In 1986 I began a search for the origins of contemporary violin teaching. I wanted to try to pinpoint the reasons for the exclusion of singing, specifically, singing at sight. I found that some eighteenth and nineteenth century, published methods used this exclusion as a selling point. In general, though, I found that both the singing and the non-singing approaches could be characterized as "playing by numbers." The successful student would have to have had a strong, innate sense of pitch in addition to being very good at recalling what the teacher had played at the lesson. But one author actually stated that singing was relevant. Scholars tend to agree that the first published Violin Method was that of Geminiani's. Geminiani's Method, appearing in 1751, is the exception mentioned above. (Vivaldi died in 1751.)
Why does any of this matter? It matters because singing at sight, - as opposed to rote singing - is a generative aspect of being musical. Singing at sight means that we are able to produce what we see on the page without punching keys or visually executing coordinates such as frets or strips of adhesive placed on a fingerboard. Singing at sight develops aural responses. Playing by fret, visual.
How then, did Vivaldi teach? Probably his goals were routine for his time. Seventeenth and eighteenth century performance demands were quite different from those of today. Scores for violin sonatas appeared in two bracketed clefs. The lower or bass line directed the keyboard player who delivered chords and their inversions as directed by Figured Bass such as the "6" in the example below. The upper of the two bracketed staves invited the violinist to invent while performing using an outline of the melody. On the spot, improvised embellishment was standard practice for singers as well as instrumentalists. Singing at sight was taken for granted.

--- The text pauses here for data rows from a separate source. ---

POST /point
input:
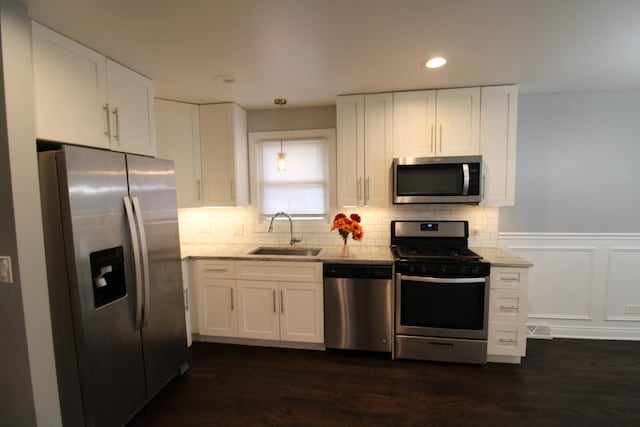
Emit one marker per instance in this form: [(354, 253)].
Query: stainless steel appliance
[(115, 284), (358, 307), (437, 179), (442, 293)]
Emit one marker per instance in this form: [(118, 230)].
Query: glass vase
[(345, 250)]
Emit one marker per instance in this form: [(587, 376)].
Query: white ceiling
[(309, 51)]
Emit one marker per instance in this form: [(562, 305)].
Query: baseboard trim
[(260, 343)]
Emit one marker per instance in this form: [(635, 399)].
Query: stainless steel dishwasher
[(358, 306)]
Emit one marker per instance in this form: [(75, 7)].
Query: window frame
[(301, 225)]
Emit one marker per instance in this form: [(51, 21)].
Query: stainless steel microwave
[(437, 179)]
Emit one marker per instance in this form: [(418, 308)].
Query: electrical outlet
[(632, 309), (6, 276)]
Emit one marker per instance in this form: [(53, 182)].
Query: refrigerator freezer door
[(92, 232), (152, 189)]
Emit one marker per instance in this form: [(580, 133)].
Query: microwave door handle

Where physical technique was concerned, the problems had been solved long before Vivaldi's time. By then the violin was centuries old and its predecessors, especially the gambas, (bowed instruments held against the leg) were even older.
Why then, did Geminiani bother to write a method book? One probable reason was the emergence - among the gentry - of the amateur string player, especially in England, where Geminiani found his publisher. Questions remain, however, about Vivaldi. What if his assignment had been to the boys wing of the orphanage? Would the orchestra at the Pieta` still have attracted observers from all of Europe? Remember, boys who sang well were too often destined to remain altos or sopranos. Even the parents of Joseph Haydn were approached by the singing teachers, anxious to prove their skills by producing a famous castrato. Could this be the answer to the singing conundrum? Were parents simply looking for musical outlets for their sons, outlets that bypassed singing? And publishers looking for a ways to command this market?
Whatever the answers, the voiceless approach still dominates our string teaching. Yielding to the hope of restoring the creative, generative aspects of string study, some pedagogues, including this writer, look to the neglected avenues of improvisation and composition. But these worthy tools are only part of a picture that will always be incomplete - without a song.